Si l’hospitalité était un art, l’Afrique en serait indubitablement le plus grand chef-d’œuvre. Moi, Prince Bertoua – ainsi que je me plais à me faire appeler –, né sous le nom bien moins pompeux de Jean Pascal Bertoua Bindang, j’en suis un témoin éloquent. Laissez-moi vous narrer une mésaventure qui, au-delà de la frayeur initiale, s’est transformée en ode à cette terre de générosité.

Je suis venu au monde en ce glorieux jour du 28 mars 1981, fruit des amours imprudentes de deux lycéens trop jeunes pour embrasser le rôle de parents. Mes grands-parents, eux, eurent la lourde tâche de faire de moi un homme, ce qu’ils accomplirent avec la sagesse propre aux âmes usées par le temps. Après leur disparition, la vie, dans son infinie malice, m’expédia à Douala chez une tante que la maternité tardive n’avait pas forcément préparée à l’arrivée d’un adolescent.

Ma scolarité s’arrêta net en classe de seconde, non par choix, mais par nécessité. La débrouillardise devint mon alliée, et c’est dans le journalisme que je trouvai une échappatoire, un frisson, une vocation. À vingt et un ans, je foulais le terrain en qualité de reporter amateur, capturant avec passion les bribes de réalité qui faisaient vibrer Douala. Puis, après quelques pérégrinations dans la presse locale, j’obtins un poste officiel, couronné d’un salaire royal de… 40 000 francs CFA. Qu’importe la modicité de cette somme, l’essentiel était ailleurs : j’avais trouvé mon Graal.
Hier matin, cependant, mon aventure prit une tournure moins reluisante. De retour de Tchibanga , j’ai dû m’arrêter à Lambaréné , le destin – ce farceur invétéré – décida de me dépouiller de mes moyens financiers, me contraignant à errer dans cette ville inconnue.

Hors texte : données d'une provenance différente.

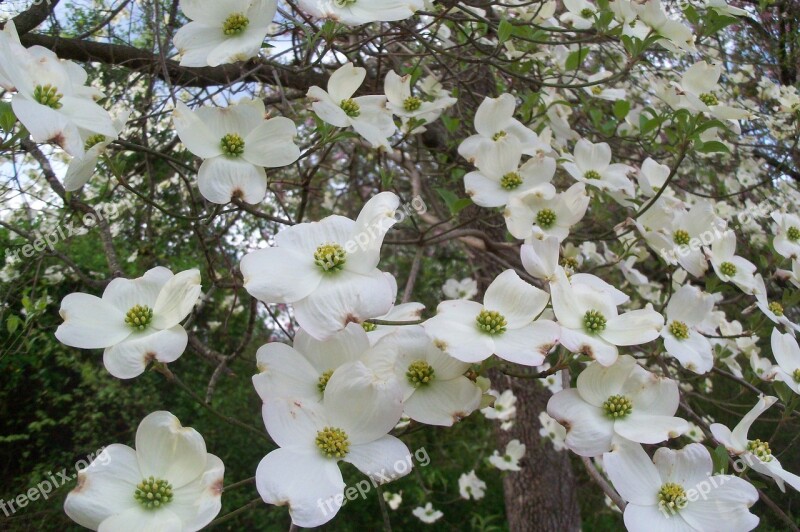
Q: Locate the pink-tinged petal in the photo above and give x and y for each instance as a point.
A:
(220, 179)
(310, 484)
(129, 358)
(90, 322)
(528, 345)
(633, 474)
(589, 432)
(166, 449)
(105, 487)
(383, 460)
(279, 275)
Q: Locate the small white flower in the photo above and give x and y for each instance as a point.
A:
(623, 401)
(509, 461)
(169, 482)
(470, 486)
(755, 453)
(235, 143)
(136, 321)
(428, 514)
(223, 31)
(368, 115)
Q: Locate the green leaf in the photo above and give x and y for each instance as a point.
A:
(719, 459)
(504, 31)
(712, 146)
(575, 59)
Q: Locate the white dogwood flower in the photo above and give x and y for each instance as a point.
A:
(533, 215)
(686, 310)
(590, 323)
(223, 31)
(356, 12)
(787, 355)
(591, 165)
(499, 134)
(509, 461)
(504, 324)
(428, 514)
(328, 269)
(756, 453)
(351, 424)
(169, 482)
(408, 107)
(471, 487)
(678, 491)
(136, 321)
(623, 400)
(367, 115)
(235, 143)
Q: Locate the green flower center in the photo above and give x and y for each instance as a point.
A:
(491, 322)
(323, 380)
(235, 24)
(153, 493)
(510, 181)
(330, 257)
(48, 95)
(728, 268)
(139, 317)
(592, 174)
(420, 373)
(570, 263)
(412, 104)
(350, 108)
(232, 145)
(679, 330)
(776, 308)
(760, 449)
(594, 321)
(617, 406)
(545, 218)
(671, 498)
(681, 237)
(93, 141)
(333, 442)
(709, 99)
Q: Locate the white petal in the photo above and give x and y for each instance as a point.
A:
(176, 299)
(528, 345)
(633, 474)
(283, 372)
(129, 358)
(104, 488)
(278, 275)
(518, 301)
(89, 322)
(167, 450)
(221, 178)
(343, 298)
(310, 484)
(382, 460)
(270, 144)
(365, 406)
(589, 432)
(443, 402)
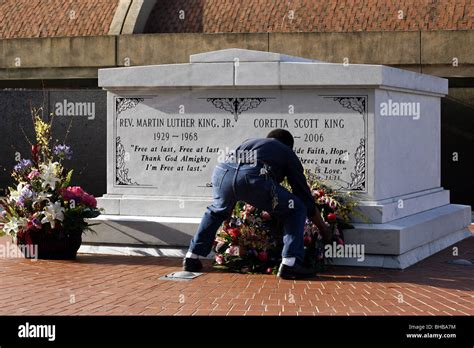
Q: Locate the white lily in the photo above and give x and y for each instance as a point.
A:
(13, 226)
(48, 174)
(40, 197)
(15, 195)
(53, 212)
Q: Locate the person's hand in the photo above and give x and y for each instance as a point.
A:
(322, 227)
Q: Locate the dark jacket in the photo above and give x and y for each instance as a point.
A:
(282, 162)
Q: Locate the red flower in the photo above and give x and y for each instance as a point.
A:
(35, 149)
(263, 256)
(265, 216)
(332, 217)
(234, 232)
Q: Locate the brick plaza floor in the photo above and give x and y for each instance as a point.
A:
(126, 285)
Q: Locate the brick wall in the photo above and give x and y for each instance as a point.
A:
(46, 18)
(239, 16)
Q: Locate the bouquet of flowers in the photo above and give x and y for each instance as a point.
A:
(251, 240)
(42, 209)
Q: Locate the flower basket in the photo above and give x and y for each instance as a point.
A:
(42, 212)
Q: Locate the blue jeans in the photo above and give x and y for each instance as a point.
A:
(232, 182)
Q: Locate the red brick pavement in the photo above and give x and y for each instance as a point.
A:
(121, 285)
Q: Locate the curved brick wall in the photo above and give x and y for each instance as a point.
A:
(213, 16)
(47, 18)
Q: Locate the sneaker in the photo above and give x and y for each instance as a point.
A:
(191, 265)
(297, 271)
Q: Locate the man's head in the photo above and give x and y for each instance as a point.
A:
(282, 136)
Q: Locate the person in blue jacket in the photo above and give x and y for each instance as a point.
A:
(253, 173)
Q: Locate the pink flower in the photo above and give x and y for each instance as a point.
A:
(33, 174)
(89, 200)
(265, 216)
(263, 256)
(234, 232)
(233, 250)
(219, 259)
(332, 217)
(249, 208)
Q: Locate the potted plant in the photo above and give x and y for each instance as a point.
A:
(43, 213)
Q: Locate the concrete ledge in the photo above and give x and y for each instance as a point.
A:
(142, 231)
(409, 258)
(400, 236)
(388, 209)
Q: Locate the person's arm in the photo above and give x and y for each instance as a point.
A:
(300, 188)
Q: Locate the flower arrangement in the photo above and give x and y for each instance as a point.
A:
(43, 209)
(251, 240)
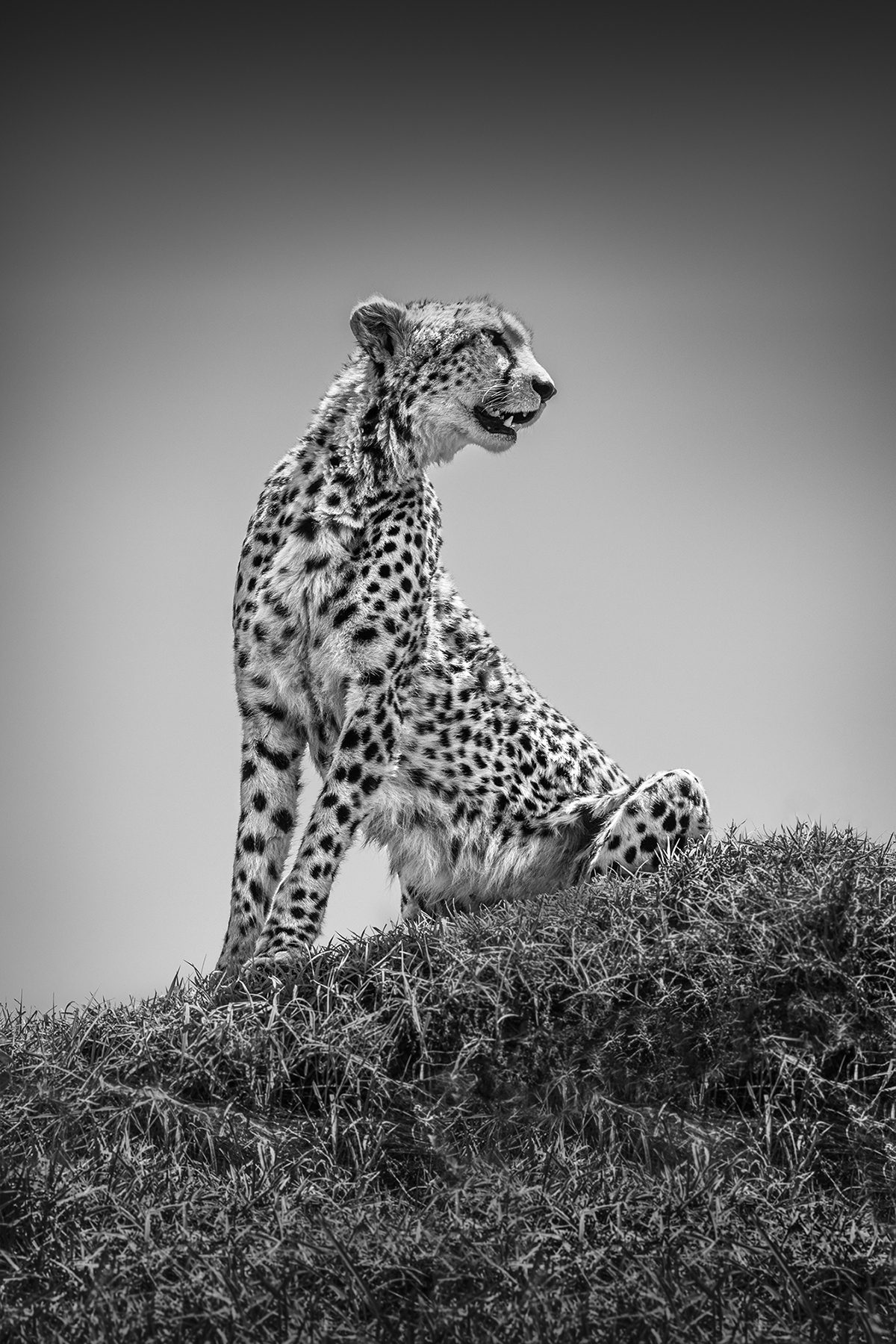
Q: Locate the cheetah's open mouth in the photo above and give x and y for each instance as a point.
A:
(505, 425)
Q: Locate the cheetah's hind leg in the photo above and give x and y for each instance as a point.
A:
(662, 813)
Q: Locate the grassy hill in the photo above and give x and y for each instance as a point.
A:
(659, 1109)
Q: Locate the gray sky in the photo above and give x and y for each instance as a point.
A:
(692, 554)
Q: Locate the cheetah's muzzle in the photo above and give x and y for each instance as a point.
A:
(505, 425)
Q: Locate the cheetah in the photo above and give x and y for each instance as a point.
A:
(352, 643)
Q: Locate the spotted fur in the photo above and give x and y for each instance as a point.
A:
(352, 643)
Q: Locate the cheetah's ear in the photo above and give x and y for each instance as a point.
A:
(381, 327)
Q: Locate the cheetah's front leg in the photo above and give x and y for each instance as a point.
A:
(273, 749)
(364, 754)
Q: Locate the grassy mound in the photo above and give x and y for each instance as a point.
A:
(659, 1109)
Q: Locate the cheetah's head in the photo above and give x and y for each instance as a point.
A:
(453, 374)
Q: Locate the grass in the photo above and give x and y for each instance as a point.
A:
(659, 1109)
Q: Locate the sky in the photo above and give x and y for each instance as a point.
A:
(692, 554)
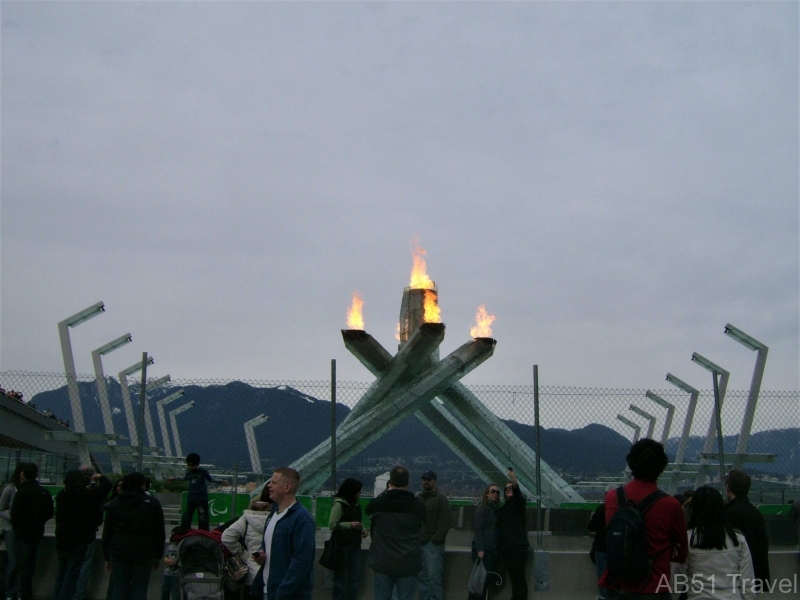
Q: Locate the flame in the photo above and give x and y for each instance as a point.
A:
(355, 319)
(419, 274)
(483, 323)
(433, 313)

Que fait donc un homme sans le sou et sans toit ? Il se réfugie dans ce sanctuaire universel : le bar.

C’est ainsi que j’y fis la connaissance de Ghislain, un pêcheur de 33 ans, dont la générosité frôlait l’indécence. Après maintes discussions arrosées, ce bienfaiteur improvisé m’offrit non seulement un toit pour la nuit, mais également le confort de ses modestes studios. J’y dormis comme un prince – du moins, comme un prince Bertoua.
Morale de l’histoire ? L’Afrique est une terre d’hospitalité. Là où d’autres continents cloisonnent, filtrent et suspectent, notre terre-mère accueille, partage et honore. Mes chers lecteurs d’Africacoeurnews, qu’on se le dise : en Afrique, l’inconnu est un frère qu’on n’a pas encore rencontré.